I have 32 threads that I know the input parameters to ahead of time, nothing changes inside the function (other than the memory buffer that each thread interacts with).

In pseudo C code this is my design pattern:

// declare 32 pthreads as global variables

void dispatch_32_threads() {
   for(int i=0; i < 32; i++) {
      pthread_create( &thread_id[i], NULL, thread_function, (void*) thread_params[i] );
   }
   // wait until all 32 threads are finished
   for(int j=0; j < 32; j++) {
      pthread_join( thread_id[j], NULL); 
   }
}

int main (crap) {

    //init 32 pthreads here

    for(int n = 0; n<4000; n++) {
        for(int x = 0; x<100< x++) {
            for(int y = 0; y<100< y++) {
                dispatch_32_threads();
                //modify buffers here
            }
        }
    }
}

I am calling dispatch_32_threads 100*100*4000= 40000000 times. thread_function and (void*) thread_params[i] do not change. I think pthread_create keeps creating and destroying threads, I have 32 cores, none of them are at 100% utilization, it hovers around 12%. Moreover, when I reduce the number of threads to 10, all 32 cores remain at 5-7% utilization, and I see no slow down in runtime. Running less than 10 slow things down.

Running 1 thread however is extremely slow, so multi threading is helping. I profiled my code, I know it's thread_func that is slow, and thread_func is parallelizable. This leads me to believe that pthread_create keeps spawning and destroying threads on different cores, and after 10 threads I lose efficiency, and it gets slower, thread_func is in essence "less complicated" than spawning more than 10 threads.

Is this assessment true? What is the best way to utilize 100% of all cores?

Solution

Thread creation is expensive. It depends on different parameters, but is rarely below 1000 cycles. And thread synchronisation and destruction is similar. If the amount of work in your thread_function is not very high it will largely dominate the computation time.

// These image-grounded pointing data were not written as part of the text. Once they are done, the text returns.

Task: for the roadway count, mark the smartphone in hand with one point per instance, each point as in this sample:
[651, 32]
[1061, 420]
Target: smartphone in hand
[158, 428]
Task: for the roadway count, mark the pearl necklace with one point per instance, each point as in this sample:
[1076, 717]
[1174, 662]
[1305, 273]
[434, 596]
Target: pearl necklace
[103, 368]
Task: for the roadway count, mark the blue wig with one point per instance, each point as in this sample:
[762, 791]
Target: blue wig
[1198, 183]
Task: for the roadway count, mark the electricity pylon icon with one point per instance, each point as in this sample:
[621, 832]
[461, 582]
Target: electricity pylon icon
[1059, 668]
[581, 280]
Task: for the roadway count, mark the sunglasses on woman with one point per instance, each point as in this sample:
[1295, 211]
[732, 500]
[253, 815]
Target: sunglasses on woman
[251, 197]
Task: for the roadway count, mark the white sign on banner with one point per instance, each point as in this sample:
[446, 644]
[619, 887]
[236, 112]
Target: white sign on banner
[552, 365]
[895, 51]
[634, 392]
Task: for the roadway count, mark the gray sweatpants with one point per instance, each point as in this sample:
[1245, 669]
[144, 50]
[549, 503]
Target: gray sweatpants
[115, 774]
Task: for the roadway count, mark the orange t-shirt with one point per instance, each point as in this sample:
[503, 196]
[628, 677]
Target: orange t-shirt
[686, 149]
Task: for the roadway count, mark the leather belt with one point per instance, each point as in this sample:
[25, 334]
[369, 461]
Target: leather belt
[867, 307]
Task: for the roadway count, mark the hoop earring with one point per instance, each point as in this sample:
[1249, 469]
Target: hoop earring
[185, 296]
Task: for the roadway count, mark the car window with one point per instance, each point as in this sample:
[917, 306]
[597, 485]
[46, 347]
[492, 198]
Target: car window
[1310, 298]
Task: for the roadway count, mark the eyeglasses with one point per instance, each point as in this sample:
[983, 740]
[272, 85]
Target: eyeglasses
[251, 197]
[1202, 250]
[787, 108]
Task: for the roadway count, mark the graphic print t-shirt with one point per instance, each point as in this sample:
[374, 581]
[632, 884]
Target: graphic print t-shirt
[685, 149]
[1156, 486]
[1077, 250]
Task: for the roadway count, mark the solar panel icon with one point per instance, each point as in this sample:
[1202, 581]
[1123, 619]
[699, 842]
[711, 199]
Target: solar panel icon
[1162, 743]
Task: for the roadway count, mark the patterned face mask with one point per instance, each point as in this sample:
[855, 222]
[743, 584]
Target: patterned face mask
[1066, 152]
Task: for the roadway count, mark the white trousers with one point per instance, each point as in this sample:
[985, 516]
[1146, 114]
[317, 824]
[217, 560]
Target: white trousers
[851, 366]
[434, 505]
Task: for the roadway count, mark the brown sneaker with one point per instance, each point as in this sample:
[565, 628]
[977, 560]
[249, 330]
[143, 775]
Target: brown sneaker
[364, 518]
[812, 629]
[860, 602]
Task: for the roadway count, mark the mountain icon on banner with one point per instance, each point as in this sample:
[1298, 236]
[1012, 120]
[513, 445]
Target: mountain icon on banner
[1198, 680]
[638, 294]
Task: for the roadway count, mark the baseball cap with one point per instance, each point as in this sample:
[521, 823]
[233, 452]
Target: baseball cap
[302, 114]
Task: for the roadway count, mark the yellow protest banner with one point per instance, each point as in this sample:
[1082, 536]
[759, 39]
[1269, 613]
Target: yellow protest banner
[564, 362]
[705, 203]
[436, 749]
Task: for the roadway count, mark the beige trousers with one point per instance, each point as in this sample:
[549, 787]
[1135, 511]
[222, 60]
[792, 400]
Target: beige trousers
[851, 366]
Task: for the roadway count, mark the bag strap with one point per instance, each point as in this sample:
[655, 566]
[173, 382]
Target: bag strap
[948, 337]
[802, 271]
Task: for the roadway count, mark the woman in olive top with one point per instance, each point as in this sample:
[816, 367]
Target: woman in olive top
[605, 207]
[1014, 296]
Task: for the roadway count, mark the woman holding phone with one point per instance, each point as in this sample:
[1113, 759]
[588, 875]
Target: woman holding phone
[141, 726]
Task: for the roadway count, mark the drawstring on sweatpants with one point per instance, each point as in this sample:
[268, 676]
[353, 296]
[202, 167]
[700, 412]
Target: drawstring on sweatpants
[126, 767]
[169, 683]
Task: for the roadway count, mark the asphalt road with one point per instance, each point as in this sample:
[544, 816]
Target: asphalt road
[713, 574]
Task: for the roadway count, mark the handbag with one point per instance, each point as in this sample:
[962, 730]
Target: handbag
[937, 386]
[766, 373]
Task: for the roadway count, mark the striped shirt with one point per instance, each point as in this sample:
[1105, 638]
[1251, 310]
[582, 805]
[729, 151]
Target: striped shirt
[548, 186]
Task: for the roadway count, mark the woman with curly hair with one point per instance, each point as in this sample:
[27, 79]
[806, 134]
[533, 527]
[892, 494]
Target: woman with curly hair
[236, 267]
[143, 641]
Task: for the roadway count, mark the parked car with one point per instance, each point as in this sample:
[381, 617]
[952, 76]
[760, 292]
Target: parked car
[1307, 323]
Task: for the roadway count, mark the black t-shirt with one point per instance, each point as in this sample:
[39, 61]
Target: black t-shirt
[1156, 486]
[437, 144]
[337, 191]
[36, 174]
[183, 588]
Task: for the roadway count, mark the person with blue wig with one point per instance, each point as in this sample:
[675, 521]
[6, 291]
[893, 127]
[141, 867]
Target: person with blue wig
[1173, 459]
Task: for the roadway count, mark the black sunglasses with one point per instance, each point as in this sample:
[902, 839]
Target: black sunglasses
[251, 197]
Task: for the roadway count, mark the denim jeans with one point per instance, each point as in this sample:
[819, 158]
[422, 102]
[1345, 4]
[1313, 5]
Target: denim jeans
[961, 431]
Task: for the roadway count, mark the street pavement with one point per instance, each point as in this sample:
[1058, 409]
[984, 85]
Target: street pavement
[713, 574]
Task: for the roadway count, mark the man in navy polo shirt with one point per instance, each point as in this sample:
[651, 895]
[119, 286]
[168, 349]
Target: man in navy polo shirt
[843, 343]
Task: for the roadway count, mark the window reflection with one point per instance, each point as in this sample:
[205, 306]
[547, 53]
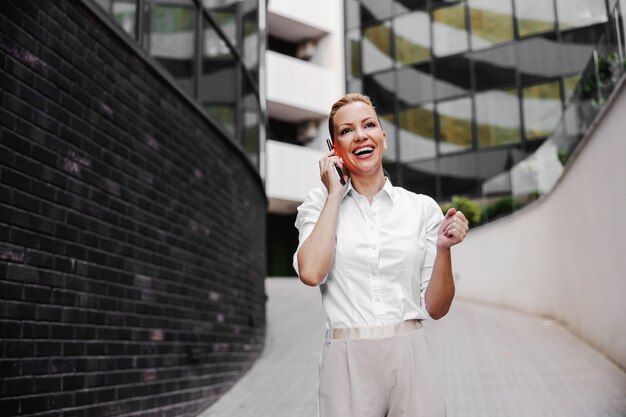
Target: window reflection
[171, 40]
[388, 125]
[412, 36]
[455, 125]
[353, 54]
[376, 48]
[225, 17]
[123, 12]
[374, 10]
[458, 176]
[569, 84]
[380, 88]
[452, 76]
[252, 123]
[417, 133]
[250, 53]
[420, 177]
[542, 109]
[539, 57]
[351, 8]
[218, 82]
[492, 22]
[495, 67]
[415, 85]
[534, 16]
[403, 6]
[575, 13]
[449, 30]
[497, 117]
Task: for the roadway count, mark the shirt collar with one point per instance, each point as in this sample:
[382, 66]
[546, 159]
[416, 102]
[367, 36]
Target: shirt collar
[387, 188]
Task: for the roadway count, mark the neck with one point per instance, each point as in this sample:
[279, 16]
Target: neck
[369, 185]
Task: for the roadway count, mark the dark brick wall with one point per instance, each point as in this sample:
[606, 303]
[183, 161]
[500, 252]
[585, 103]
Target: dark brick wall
[131, 233]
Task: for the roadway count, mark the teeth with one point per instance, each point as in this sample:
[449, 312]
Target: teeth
[363, 150]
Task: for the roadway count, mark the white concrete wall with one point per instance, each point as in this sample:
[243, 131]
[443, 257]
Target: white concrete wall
[300, 84]
[564, 256]
[291, 171]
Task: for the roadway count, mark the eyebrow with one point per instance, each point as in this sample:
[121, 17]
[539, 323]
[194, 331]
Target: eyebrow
[350, 123]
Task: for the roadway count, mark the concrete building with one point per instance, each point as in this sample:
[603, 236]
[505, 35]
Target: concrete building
[304, 63]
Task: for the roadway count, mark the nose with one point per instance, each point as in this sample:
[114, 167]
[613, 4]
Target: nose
[359, 134]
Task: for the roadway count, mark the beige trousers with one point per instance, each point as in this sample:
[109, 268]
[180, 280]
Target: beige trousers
[379, 372]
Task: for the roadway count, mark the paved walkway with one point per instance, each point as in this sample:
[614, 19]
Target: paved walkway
[494, 362]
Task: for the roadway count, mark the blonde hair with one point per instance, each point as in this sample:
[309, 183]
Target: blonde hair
[347, 99]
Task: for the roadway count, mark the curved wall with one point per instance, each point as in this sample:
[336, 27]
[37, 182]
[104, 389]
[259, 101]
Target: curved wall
[564, 256]
[132, 257]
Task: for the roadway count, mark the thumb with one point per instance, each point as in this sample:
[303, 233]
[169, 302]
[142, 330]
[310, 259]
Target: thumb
[450, 212]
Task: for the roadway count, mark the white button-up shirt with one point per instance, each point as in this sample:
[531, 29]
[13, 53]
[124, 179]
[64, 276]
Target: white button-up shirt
[384, 255]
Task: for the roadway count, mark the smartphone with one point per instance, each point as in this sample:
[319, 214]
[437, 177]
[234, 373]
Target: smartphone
[339, 173]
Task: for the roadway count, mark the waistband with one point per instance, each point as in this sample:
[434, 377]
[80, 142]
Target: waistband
[374, 332]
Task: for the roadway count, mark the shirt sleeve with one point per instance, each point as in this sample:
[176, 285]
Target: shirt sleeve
[432, 220]
[308, 213]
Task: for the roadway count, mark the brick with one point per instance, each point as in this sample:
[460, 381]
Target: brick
[18, 349]
[9, 368]
[37, 294]
[35, 330]
[34, 366]
[10, 329]
[13, 254]
[19, 310]
[35, 404]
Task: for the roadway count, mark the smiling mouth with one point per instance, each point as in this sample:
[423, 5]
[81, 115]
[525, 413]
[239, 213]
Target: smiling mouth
[363, 151]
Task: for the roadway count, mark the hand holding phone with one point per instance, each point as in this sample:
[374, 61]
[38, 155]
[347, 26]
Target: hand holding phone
[339, 173]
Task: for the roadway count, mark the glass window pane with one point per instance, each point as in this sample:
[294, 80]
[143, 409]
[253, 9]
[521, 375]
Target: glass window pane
[375, 10]
[577, 46]
[570, 84]
[576, 13]
[542, 109]
[376, 48]
[412, 35]
[539, 57]
[353, 54]
[123, 12]
[452, 76]
[403, 6]
[380, 88]
[251, 123]
[497, 117]
[449, 30]
[417, 133]
[415, 85]
[455, 125]
[218, 81]
[225, 17]
[492, 22]
[250, 54]
[458, 176]
[352, 12]
[388, 125]
[495, 67]
[171, 40]
[534, 16]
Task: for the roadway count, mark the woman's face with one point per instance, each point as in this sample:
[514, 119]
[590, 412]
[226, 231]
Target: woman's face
[359, 139]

It is rarely a good idea to create threads in the inner loops. Probably, the best is to create threads to process iterations of the outer loop. Depending on your program and on what does the thread_function there may be dependencies between iterations and this may require some rewriting, but a solution could be:

int outer=4000;
int nthreads=32;
int perthread=outer/nthreads;

// add an integer with thread_id to thread_param struct
void thread_func(whatisrequired *thread_params){
  // runs perthread iteration of the loop beginning at start
    int start = thread_param->thread_id;
    for(int n = start; n<start+perthread; n++) {
        for(int x = 0; x<100< x++) {
            for(int y = 0; y<100< y++) {
                //do the work
            }
        }
    }
}

int main(){
   for(int i=0; i < 32; i++) {
      thread_params[i]->thread_id=i;
      pthread_create( &thread_id[i], NULL, thread_func, 
              (void*) thread_params[i]);
   }
   // wait until all 32 threads are finished
   for(int j=0; j < 32; j++) {
      pthread_join( thread_id[j], NULL); 
   }
}

With this kind of parallelization, you can consider using openmp. The parallel for clause will make you easily experiment with the best parallelization scheme.

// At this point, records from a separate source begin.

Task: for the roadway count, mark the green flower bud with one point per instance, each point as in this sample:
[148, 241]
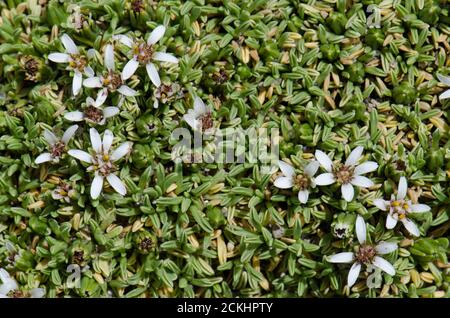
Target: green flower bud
[80, 252]
[216, 217]
[270, 50]
[32, 66]
[404, 93]
[330, 51]
[244, 72]
[356, 72]
[375, 38]
[358, 107]
[147, 124]
[145, 241]
[38, 226]
[336, 21]
[89, 287]
[142, 155]
[24, 260]
[343, 224]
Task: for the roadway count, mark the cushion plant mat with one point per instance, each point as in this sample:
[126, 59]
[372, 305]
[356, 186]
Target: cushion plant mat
[93, 202]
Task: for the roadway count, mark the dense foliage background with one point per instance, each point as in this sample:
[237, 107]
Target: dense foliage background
[316, 70]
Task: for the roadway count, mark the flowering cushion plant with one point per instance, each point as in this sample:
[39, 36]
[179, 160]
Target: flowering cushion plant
[314, 134]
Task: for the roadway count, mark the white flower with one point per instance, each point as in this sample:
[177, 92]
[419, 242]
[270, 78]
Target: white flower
[348, 174]
[398, 209]
[200, 117]
[111, 81]
[301, 182]
[102, 161]
[57, 145]
[366, 254]
[93, 113]
[446, 81]
[10, 288]
[77, 62]
[144, 53]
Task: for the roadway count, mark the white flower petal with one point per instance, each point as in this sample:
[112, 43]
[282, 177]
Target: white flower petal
[353, 274]
[127, 91]
[121, 151]
[92, 82]
[345, 257]
[80, 155]
[384, 265]
[386, 247]
[59, 57]
[362, 182]
[286, 168]
[284, 182]
[420, 208]
[129, 69]
[68, 134]
[4, 275]
[45, 157]
[410, 226]
[361, 230]
[101, 97]
[108, 138]
[311, 168]
[50, 137]
[199, 106]
[117, 184]
[303, 196]
[156, 34]
[381, 204]
[153, 74]
[164, 57]
[347, 191]
[97, 186]
[37, 293]
[74, 116]
[109, 57]
[391, 222]
[445, 95]
[88, 71]
[110, 111]
[91, 53]
[96, 140]
[324, 160]
[8, 285]
[90, 101]
[76, 83]
[190, 119]
[125, 40]
[325, 179]
[444, 79]
[68, 43]
[366, 167]
[402, 188]
[354, 156]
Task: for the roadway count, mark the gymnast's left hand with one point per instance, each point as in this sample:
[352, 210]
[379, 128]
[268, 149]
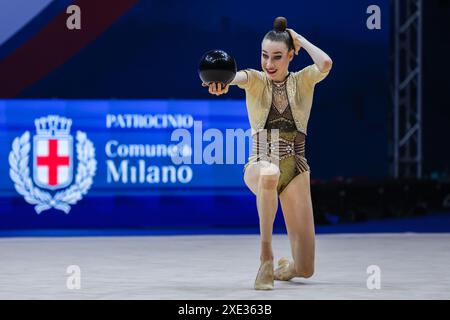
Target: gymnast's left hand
[296, 37]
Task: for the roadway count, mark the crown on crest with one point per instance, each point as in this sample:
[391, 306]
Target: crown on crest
[53, 125]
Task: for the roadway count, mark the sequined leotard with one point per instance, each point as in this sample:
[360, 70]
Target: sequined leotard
[289, 148]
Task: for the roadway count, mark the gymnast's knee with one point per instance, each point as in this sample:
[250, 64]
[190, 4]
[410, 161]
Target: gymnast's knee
[269, 181]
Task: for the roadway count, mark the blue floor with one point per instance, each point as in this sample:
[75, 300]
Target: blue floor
[436, 222]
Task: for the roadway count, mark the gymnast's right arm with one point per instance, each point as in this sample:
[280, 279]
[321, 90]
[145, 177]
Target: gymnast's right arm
[239, 79]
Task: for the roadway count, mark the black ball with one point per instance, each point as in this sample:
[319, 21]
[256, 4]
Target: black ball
[217, 66]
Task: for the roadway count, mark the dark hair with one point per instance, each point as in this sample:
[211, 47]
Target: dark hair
[279, 33]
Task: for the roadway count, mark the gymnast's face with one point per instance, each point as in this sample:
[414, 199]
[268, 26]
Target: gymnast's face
[275, 59]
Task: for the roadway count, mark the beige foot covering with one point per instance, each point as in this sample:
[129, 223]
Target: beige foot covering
[284, 271]
[264, 278]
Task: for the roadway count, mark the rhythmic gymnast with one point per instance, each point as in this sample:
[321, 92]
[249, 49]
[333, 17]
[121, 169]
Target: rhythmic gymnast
[278, 105]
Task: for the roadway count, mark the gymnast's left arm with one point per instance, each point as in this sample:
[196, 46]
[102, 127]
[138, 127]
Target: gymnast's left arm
[320, 58]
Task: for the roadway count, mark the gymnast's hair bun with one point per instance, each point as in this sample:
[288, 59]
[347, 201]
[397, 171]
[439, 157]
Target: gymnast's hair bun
[280, 24]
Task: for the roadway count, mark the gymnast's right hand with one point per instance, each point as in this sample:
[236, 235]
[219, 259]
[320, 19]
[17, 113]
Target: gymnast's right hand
[216, 88]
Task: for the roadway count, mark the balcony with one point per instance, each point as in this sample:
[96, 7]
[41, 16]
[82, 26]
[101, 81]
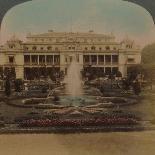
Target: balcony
[101, 63]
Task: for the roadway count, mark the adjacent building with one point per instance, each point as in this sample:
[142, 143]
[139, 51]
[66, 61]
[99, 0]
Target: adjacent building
[52, 52]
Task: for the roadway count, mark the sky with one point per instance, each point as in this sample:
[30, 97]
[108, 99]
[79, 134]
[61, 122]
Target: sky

If there are dependencies and such an obvious parallelization is not possible, you can create threads at program start and give them work by managing a thread pool. Managing queues is less expensive than thread creation (but atomic accesses do have a cost).

Edit: Alternatively, you can
1. put all you loops in the thread function
2. at the start (or the end) of the inner loop add a barrier to synchronize your threads. This will ensure that all threads have finished their job.
3. In the main create all the threads and wait for completion.
Barriers are less expensive than thread creation and the result will be identical.